GEM: A Generalist Model for Human Motion
Monocular whole-body 3D human pose estimation using the SOMA body model
2D Keypoint Overlay | In-Camera Mesh | Global Mesh | Retargeted G1 Motion
📰 News
- [2025-06] 📢 Added ONNX/TensorRT accelerated demo (
demo_soma_onnx.py) — see Demo docs - [2025-06] 📢 Added humanoid robot retargeting to Unitree G1 (
--retarget) - [2025-05] 📢 The GEM codebase is released!
🔎 Overview
GEM is a video-based 3D human pose estimation model developed by NVIDIA. It recovers full-body 77-joint motion — including body, hands, and face — from monocular video using the SOMA parametric body model. The pipeline handles dynamic cameras and recovers global motion trajectories. GEM includes a bundled 2D pose estimation model that detects 77 SOMA keypoints, making the system fully self-contained. Licensed under Apache 2.0 for commercial use.
✨ Key Features
- 77-joint SOMA body model — full body, hands, and face articulation
- Bundled 2D keypoint detector — 2D pose estimator trained for SOMA 77-joint skeleton
- Camera-space motion recovery — camera-space human motion estimation from dynamic monocular video
- World-space motion recovery — world-space human motion estimation from dynamic monocular video
- Humanoid robot retargeting — retarget recovered motion to Unitree G1 robot via SOMA Retargeter
- Apache 2.0 licensed — commercially usable, trained on NVIDIA-owned data only
Research Version: Multi-Modal Conditioning
Looking for multi-modal motion generation (text, audio, music conditioning)? Check out GEM-SMPL, our research model using the SMPL body model that supports both motion estimation and generation from diverse input modalities. Presented at ICCV 2025 (Highlight).
🚀 Quick Start
# 1. Clone git clone --recursive https://github.com/NVlabs/GEM-X.git && cd GEM-X # 2. Setup environment pip install uv && uv venv .venv --python 3.12 && source .venv/bin/activate uv pip install torch torchvision --index-url https://download.pytorch.org/whl/cu126 uv pip install -e third_party/soma && cd third_party/soma && git lfs pull && cd ../.. bash scripts/install_env.sh # 3. Run demo python scripts/demo/demo_soma.py --video path/to/video.mp4 --ckpt inputs/pretrained/gem_soma.ckpt # 4. (Optional) Retarget to G1 robot uv pip install -e third_party/soma-retargeter python scripts/demo/demo_soma.py --video path/to/video.mp4 --retarget
See docs/INSTALL.md for detailed installation instructions.

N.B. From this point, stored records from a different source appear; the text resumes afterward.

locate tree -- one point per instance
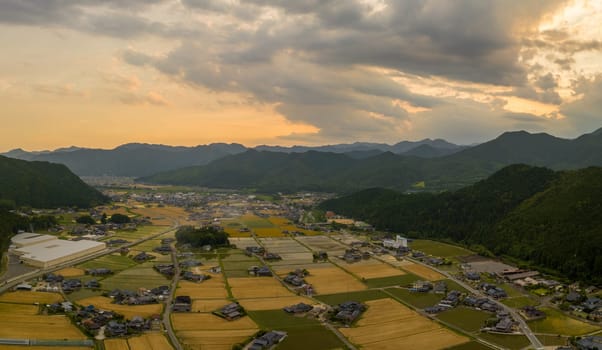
(120, 219)
(85, 220)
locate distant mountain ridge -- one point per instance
(545, 218)
(340, 172)
(44, 185)
(141, 159)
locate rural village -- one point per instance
(291, 277)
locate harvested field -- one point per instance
(372, 269)
(38, 327)
(207, 331)
(24, 297)
(149, 341)
(208, 305)
(333, 280)
(128, 311)
(71, 272)
(18, 309)
(422, 271)
(257, 287)
(272, 303)
(324, 243)
(213, 288)
(116, 344)
(141, 276)
(389, 325)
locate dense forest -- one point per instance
(544, 218)
(201, 237)
(346, 173)
(44, 185)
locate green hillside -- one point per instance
(44, 185)
(545, 218)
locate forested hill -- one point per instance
(427, 170)
(546, 218)
(44, 185)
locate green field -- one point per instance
(507, 341)
(473, 345)
(361, 296)
(519, 302)
(469, 320)
(443, 250)
(558, 323)
(114, 262)
(303, 333)
(417, 300)
(402, 280)
(141, 276)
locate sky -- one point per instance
(307, 72)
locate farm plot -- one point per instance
(242, 242)
(30, 326)
(389, 325)
(257, 287)
(213, 288)
(330, 280)
(367, 269)
(128, 311)
(25, 297)
(115, 262)
(141, 276)
(207, 331)
(291, 251)
(71, 272)
(116, 344)
(272, 303)
(149, 341)
(323, 243)
(422, 271)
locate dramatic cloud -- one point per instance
(379, 70)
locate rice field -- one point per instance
(389, 325)
(128, 311)
(330, 280)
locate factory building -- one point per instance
(45, 251)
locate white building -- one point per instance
(396, 243)
(46, 251)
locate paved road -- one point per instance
(167, 311)
(521, 322)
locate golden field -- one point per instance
(257, 287)
(207, 331)
(272, 303)
(25, 297)
(372, 269)
(332, 280)
(128, 311)
(389, 325)
(422, 271)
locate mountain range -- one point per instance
(342, 172)
(44, 185)
(136, 159)
(540, 217)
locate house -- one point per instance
(92, 284)
(472, 276)
(504, 325)
(396, 243)
(267, 340)
(440, 287)
(115, 329)
(298, 308)
(349, 311)
(589, 343)
(530, 313)
(231, 312)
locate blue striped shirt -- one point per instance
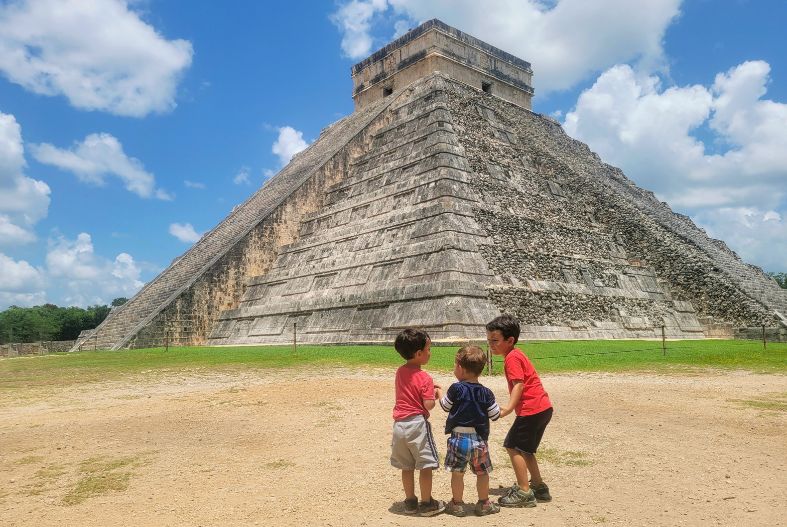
(470, 404)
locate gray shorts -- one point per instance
(412, 446)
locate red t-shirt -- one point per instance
(413, 385)
(519, 368)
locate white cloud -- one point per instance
(652, 133)
(87, 278)
(23, 201)
(98, 156)
(194, 184)
(242, 177)
(21, 284)
(289, 143)
(36, 298)
(566, 41)
(99, 54)
(12, 234)
(354, 20)
(184, 232)
(757, 236)
(18, 276)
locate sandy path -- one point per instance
(277, 448)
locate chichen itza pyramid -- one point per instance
(440, 202)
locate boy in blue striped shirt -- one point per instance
(470, 406)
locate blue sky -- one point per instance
(127, 129)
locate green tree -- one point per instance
(48, 322)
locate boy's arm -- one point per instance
(428, 393)
(445, 400)
(493, 410)
(513, 400)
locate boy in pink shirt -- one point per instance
(533, 413)
(413, 447)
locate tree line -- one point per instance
(50, 322)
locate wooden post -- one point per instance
(663, 342)
(764, 340)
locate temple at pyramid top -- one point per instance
(436, 46)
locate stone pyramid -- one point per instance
(439, 203)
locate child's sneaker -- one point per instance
(432, 507)
(541, 491)
(517, 497)
(455, 509)
(485, 508)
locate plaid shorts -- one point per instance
(464, 448)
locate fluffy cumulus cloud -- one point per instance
(242, 177)
(565, 40)
(23, 201)
(87, 278)
(99, 54)
(184, 232)
(21, 284)
(354, 20)
(194, 184)
(289, 143)
(737, 189)
(99, 156)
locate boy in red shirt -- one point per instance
(533, 412)
(413, 447)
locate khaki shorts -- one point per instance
(412, 446)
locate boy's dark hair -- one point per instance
(472, 359)
(410, 340)
(507, 325)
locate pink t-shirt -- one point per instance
(519, 368)
(413, 385)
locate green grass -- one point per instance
(555, 356)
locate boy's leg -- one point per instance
(532, 466)
(519, 464)
(482, 485)
(457, 486)
(425, 482)
(408, 482)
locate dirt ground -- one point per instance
(311, 448)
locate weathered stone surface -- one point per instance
(440, 206)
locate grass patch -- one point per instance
(97, 485)
(29, 460)
(45, 479)
(569, 458)
(279, 463)
(774, 403)
(102, 475)
(63, 369)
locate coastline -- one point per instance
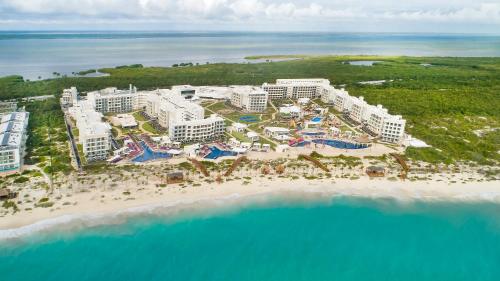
(95, 208)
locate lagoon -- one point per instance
(39, 54)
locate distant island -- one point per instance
(440, 136)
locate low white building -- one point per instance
(253, 136)
(389, 128)
(125, 121)
(359, 110)
(114, 100)
(238, 127)
(13, 135)
(278, 133)
(296, 88)
(94, 135)
(196, 130)
(290, 111)
(69, 97)
(250, 99)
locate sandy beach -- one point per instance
(88, 206)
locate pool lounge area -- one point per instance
(148, 154)
(340, 144)
(216, 152)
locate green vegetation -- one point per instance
(448, 105)
(47, 138)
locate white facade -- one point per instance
(197, 130)
(13, 135)
(276, 132)
(389, 128)
(296, 88)
(114, 100)
(359, 109)
(292, 111)
(69, 97)
(94, 134)
(250, 99)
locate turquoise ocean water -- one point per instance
(338, 239)
(34, 54)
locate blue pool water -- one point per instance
(216, 153)
(341, 144)
(344, 239)
(149, 154)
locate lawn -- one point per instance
(444, 104)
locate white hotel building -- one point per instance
(184, 119)
(296, 88)
(93, 134)
(13, 135)
(389, 128)
(250, 99)
(114, 100)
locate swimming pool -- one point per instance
(341, 144)
(301, 144)
(149, 154)
(249, 118)
(215, 153)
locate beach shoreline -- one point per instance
(96, 207)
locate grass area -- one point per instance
(443, 104)
(217, 106)
(47, 144)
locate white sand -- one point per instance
(101, 203)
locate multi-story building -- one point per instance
(296, 88)
(69, 97)
(250, 99)
(7, 107)
(359, 109)
(94, 134)
(206, 129)
(13, 135)
(114, 100)
(389, 128)
(186, 91)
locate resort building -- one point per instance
(359, 110)
(389, 128)
(7, 107)
(196, 130)
(250, 99)
(186, 91)
(290, 111)
(114, 100)
(69, 97)
(13, 135)
(94, 135)
(277, 133)
(296, 88)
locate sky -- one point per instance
(437, 16)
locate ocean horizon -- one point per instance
(280, 238)
(38, 54)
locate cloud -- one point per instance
(250, 13)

Mac users: For real-time webcam demos on Apple Silicon, see docs/INSTALL_MACOS.md instead.
📚 Documentation
| Document | Description |
|---|---|
| Installation | Prerequisites, step-by-step setup, Docker, troubleshooting |
| Installation (macOS) | Apple Silicon setup for the real-time webcam demo |
| Demo | Full 3D pipeline, ONNX/TRT accelerated demo, 2D keypoint-only demo, output formats |
| Training & Evaluation | Dataset preparation, training commands, config system |
| Model Overview | Architecture, SOMA body model, bundled 2D pose model |
| Related Projects | GENMO, SOMA, ecosystem cross-references |
📦 Pretrained Models
| Model | Body Model | Joints | Download |
|---|---|---|---|
| GEM (SOMA) | SOMA | 77 (body + hands + face) | gem_soma.ckpt |
Place checkpoints under inputs/pretrained/ or pass the path via --ckpt. The demo scripts will automatically download the checkpoint from HuggingFace if --ckpt is not provided.
🤝 Related Humanoid Work at NVIDIA
GEM is part of a larger effort to enable humanoid motion data for robotics, physical AI, and other applications.
Check out these related works:
📖 Citation
@inproceedings{genmo2025, title = {GENMO: A GENeralist Model for Human MOtion}, author = {Li, Jiefeng and Cao, Jinkun and Zhang, Haotian and Rempe, Davis and Kautz, Jan and Iqbal, Umar and Yuan, Ye}, booktitle = {Proceedings of the IEEE/CVF International Conference on Computer Vision (ICCV)}, year = {2025} }
📄 License
This project is released under Apache 2.0. This project will download and install additional third-party open source software projects. Review the license terms of these open source projects before use. See ATTRIBUTIONS.md for specifics.
GOVERNING TERMS:
Use of the source code is governed by the Apache License, Version 2.0. Use of the associated model is governed by the NVIDIA Open Model License Agreement.